These are excerpts from the my town’s police log, from five random days this past summer. And as it says right there in the paper where I see it each week, all police logs are available to the public anytime.

So here’s what went down in my this little burg with its pretty town center dominated by the highly-aspiring steeple of the First Congregational Church:

  • “A woman from O. Street [as I will call it] found a wallet on the town Common belonging to a man [several towns away.]” But HOW did it journey all 11 miles, hmmm?
  • “An unidentified woman gave police [another, unrelated] wallet that she found in the town center.” This wallet was the property of a woman some 20 miles distant. Related wickedness? The plot thickens!
  • “An injured raccoon was found at the Transfer Station [what we call the town dump.] The animal’s front leg was missing and one paw was injured. Police euthanized the raccoon.” The are a good-hearted force but they do what has to be done.

And finally this, again in the police report’s exact words:

  • “A Main Street man was stopped for colliding with a telephone pole. On observation he smelled of alcohol but said he had not been drinking. A bottle of liquor was found in the back seat of his vehicle.” We make no judgments as you can see. There’s no need to jump to conclusions – and anyway the man could be a local big-shot.

Six miles away in a small and multicultural city however, the assumptions reflected in that paper’s police blog seem to lie in a different direction.

I especially like these two entries, recording some hi-jinks that took place there just a few weeks further on:

  • “A drunk who got into a fight and picked up a steak knife to threaten a relative was arrested on August 17th.” Hey the guy was a drunk, so let’s call him a drunk.

And,

  • While trying to control an unruly man on August 15th police found him hiding weed and cash in a winter glove stuffed into his pants, according to a report.”

These are both exact quotes. I emailed the pal of mine who’s the editor of this paper to congratulate her on having such a free-swinging and jaunty person covering the police beat. She shot back a good-natured response:

“Yeah, that reporter is new to the paper and new to the country. She tries hard though.”

She’s got the lingo a little wrong is all. So she doesn’t realize that exactly no one in officialdom goes on the record calling marijuana “weed,” so what? But the fact that she has the guy hiding the stuff it in his pants? That’s just good reporting (never mind evidence of a fine comic sense.)

Meanwhile back in my town this week, the tame and plodding finally took a turn toward the slapstick in candidate for the police blotter item, fattened and fleshed out into more of a news story:

  • “At 8:17pm an ‘excited’ C. Road caller reported that her husband was locked in the bedroom and not responding. The caller was ‘hysterical,’ police said. When police arrived, they found a woman on scene ‘crying and yelling ‘Please help my husband!’ A patrolman followed the woman to the locked bedroom door. He shouted to rouse the man several times, but got no answer. He then proceeded to kick the door down. After the door sustained heavy damage, the man who was believed to be unconscious on the other side of the now-broken door, ‘walked up the stairs to inquire what all the commotion was about,’ police wrote in their report, on file at the police department. Police said the man told his wife, ‘I thought you knew I ran down to the pharmacy to get my medications.’”
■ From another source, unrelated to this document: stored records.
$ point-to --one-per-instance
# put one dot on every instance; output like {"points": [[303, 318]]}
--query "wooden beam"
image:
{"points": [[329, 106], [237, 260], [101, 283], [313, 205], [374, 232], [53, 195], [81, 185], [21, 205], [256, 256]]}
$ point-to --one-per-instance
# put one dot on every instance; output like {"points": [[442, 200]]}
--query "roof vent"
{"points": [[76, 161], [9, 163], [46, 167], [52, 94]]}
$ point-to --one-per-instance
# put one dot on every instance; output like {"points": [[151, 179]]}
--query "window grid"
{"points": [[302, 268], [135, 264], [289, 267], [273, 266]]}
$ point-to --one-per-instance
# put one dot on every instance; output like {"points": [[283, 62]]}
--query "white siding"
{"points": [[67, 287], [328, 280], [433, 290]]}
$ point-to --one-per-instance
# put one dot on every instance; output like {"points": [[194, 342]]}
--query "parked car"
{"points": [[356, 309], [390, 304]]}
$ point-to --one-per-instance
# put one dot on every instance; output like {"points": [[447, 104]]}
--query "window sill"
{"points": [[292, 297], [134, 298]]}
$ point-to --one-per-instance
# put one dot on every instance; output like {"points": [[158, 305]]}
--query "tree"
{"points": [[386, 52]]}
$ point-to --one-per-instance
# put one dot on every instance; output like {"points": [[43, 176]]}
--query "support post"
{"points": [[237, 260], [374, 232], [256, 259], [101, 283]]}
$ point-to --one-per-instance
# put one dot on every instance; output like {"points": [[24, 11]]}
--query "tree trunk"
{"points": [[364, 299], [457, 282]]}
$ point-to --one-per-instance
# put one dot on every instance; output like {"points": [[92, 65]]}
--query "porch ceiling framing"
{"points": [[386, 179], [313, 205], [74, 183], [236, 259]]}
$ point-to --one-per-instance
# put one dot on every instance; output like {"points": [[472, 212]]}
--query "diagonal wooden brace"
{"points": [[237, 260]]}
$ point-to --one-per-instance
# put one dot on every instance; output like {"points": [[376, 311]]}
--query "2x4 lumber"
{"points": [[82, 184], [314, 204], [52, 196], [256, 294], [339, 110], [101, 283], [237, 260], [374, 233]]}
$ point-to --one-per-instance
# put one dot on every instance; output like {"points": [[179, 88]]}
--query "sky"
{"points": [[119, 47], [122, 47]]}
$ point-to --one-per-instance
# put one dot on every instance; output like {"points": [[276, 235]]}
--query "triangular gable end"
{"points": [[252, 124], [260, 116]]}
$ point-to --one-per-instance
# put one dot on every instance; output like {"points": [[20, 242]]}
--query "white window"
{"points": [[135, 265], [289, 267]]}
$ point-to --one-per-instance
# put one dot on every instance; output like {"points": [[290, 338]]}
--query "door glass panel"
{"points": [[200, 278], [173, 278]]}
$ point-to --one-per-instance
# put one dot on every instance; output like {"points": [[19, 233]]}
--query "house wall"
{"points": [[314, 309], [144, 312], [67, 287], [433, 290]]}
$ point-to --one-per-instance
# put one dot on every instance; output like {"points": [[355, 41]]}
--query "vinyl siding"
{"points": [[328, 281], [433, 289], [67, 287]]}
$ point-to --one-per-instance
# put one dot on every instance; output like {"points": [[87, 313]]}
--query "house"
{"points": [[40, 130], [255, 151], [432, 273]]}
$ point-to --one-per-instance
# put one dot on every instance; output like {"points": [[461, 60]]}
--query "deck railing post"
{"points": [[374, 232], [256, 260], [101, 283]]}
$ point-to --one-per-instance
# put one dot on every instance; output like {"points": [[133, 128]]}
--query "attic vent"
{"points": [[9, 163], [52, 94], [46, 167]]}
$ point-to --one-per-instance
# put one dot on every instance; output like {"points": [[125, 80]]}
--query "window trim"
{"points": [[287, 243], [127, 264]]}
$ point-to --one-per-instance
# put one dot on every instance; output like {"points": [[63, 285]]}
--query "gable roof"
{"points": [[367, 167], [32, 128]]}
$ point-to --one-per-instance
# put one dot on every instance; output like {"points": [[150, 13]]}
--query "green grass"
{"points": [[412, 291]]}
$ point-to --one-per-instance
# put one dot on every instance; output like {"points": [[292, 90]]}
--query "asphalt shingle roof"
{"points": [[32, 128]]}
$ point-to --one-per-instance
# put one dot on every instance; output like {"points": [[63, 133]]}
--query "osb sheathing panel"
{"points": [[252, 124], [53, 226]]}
I just love stuff like this. And I don’t know how many readers in my snoozy small town read this stuff – maybe I can take an informal poll.

But my pal over in that busy little city says they track such things on their online version of the paper and hands-down its the police blotter that gets more hits than any other place, which you can totally see. Every day God gets up and decides once again NOT to squash us like bugs it’s gotta be because humans are just so gosh-darn human. I bet he’s keeping us around just for the entertainment value.